Em relação ao investimento da Petrobrás e Guarani, por meio do grupo Tereos, foram obtidas poucas informações, visto que tanto a Petrobrás como a Guarani não aceitaram participar. O Diretor da Guarani não aceitou participar da pesquisa e alegou que as notícias veiculadas na imprensa de que a Companhia do Sena começaria a produzir etanol não procediam, visto que Moçambique não tem mandato de mistura.

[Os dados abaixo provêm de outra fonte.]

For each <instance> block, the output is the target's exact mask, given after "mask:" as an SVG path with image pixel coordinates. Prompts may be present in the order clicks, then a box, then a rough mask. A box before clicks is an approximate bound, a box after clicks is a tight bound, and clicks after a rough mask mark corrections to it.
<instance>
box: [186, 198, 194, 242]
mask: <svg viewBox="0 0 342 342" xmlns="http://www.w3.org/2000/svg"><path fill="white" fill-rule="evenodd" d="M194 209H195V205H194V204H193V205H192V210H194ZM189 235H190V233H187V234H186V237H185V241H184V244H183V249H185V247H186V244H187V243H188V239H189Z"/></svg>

Atualmente existe um mandato que estabelece uma mistura de etanol na gasolina. Contudo, o especialista 3 ressalta que “está em vigor, mas não operacional, digamos assim, porque não tem etanol no mercado moçambicano”. Um dos entrevistados ressaltou que o investimento na produção de etanol pela Petrobrás e Guarani está vinculado à decisão do governo Moçambique em estabelecer mandato de mistura, visto que sem o mandato não há mercado consumidor para o etanol. “No caso da Petrobrás Biocombustíveis, eles ainda não fizeram investimento em etanol, a Petrobrás tem ações na empresa de açúcar em Moçambique e a ideia é investir nessa planta para produzir etanol. A dificuldade é o marco regulatório. A preocupação da Pbio é em relação aos preços que serão praticados, não ter uma indicação de como será o preço do etanol para poder ter uma avaliação se o preço será viável ou não. Ainda não tem essa definição”.